Aramil decided to study biomedical engineering when he was a senior in high school. He was interested in health care, but knew he didn’t want to be a doctor. During his time at UT, he did research with Dr. James Tunnell to help build a clinical spectrometer to detect skin cancer using light.

After graduating, Aramil worked for Wyle, a contractor for NASA, as a safety and reliability engineer. He worked on the Bioastronautics contract, which included working on projects such as exercise equipment, environmental control/life support systems, oxygen monitors, and water monitoring equipment for use on the Space Shuttle and the International Space Station. Among those projects: a treadmill named after Stephen Colbert (the COLBERT, or Combined Operational Load Bearing External Resistance Treadmill).

Although he liked his time at Wyle, Aramil wanted an opportunity to work in broader fields. So, he pursued an MBA from Rice University in Houston. Aramil went to Rice thinking he would find a startup to work at after graduation. During a summer internship in Houston, Aramil assessed the initial commercial feasibility of the technology behind A-76 Technologies that was developed by a chemistry professor at Rice. The company’s current CEO (who was a classmate at the time) and Aramil then developed the business plan and decided to form their own startup in 2014.

A-76 Technologies sells a preservation coating and lubricant that Aramil says forms a temporary thin-film coating on the surface of metals. Currently, equipment manufacturers mainly use the product for protecting high value equipment against corrosion while it’s in storage or being transported overseas. It is also available for purchase for consumers on Amazon and in eight hardware stores in the Houston and Gulf Coast area.

A-76 Technologies took 2nd place at the Rice Business Plan Competition, an international competition that awards over a million dollars in cash and prizes. Winning 2nd place gave A-76 Technologies $600,000 in awards, including work space for a year, and the traction to move forward.

A-76 Technologies is currently gearing up to move to a more suitable office in April to support its growing team, house a research and development lab, and allow for light product distribution.
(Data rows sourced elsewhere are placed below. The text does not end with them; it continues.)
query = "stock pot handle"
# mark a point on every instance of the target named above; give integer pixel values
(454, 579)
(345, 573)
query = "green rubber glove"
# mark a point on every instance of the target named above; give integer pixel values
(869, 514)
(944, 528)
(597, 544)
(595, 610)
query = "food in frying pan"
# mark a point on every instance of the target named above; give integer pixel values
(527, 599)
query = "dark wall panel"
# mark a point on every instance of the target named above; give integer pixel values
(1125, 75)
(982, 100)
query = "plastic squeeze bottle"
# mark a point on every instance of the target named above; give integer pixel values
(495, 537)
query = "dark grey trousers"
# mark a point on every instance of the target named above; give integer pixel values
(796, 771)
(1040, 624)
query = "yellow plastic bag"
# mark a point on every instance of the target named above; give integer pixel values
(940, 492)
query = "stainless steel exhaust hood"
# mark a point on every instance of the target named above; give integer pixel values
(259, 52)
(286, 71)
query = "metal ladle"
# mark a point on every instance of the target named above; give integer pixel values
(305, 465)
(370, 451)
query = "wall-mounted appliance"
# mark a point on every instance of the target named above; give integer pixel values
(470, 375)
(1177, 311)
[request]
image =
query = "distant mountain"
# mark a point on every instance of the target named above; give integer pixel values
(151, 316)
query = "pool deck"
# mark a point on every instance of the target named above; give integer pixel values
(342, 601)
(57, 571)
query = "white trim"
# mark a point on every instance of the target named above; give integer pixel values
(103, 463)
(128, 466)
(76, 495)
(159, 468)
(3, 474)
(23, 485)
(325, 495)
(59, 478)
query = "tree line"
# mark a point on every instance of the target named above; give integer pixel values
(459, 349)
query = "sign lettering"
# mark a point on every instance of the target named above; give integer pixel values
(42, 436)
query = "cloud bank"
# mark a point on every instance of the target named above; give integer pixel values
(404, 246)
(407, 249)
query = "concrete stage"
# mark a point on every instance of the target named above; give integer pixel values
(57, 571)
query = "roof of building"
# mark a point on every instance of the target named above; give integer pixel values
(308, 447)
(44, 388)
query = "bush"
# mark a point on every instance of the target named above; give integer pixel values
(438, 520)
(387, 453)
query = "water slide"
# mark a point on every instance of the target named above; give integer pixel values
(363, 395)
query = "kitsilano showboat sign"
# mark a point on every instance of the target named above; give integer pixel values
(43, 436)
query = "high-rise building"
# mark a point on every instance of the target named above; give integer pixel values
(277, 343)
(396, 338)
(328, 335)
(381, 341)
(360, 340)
Aramil is working on further growing the company, finding distributors, and working with organizations overseas.

Aramil credits BME with preparing him to face the challenges of the workforce. “Specifically, I had to be well versed in an extensive range of subjects as a safety and reliability engineer at Wyle, much like the education that goes into a BME degree. I dealt with physiology, materials, thermal analysis, and optics just to name a few. It also helps to have the basic chemistry knowledge while working in my current venture with A-76 Technologies.”

In addition to using the knowledge he learned in BME to deal with the chemistry side of manufacturing a coating material, he said BME has helped him focus and understand a broad spectrum of topics.

“Starting something new, whether it’s beginning a new job or trying to build a company from scratch, you don’t always know yet what you are doing; you are going into the unknown,” Aramil said. “Having a degree in BME has given me the skills and confidence to take on any challenge and find ways to get things done.”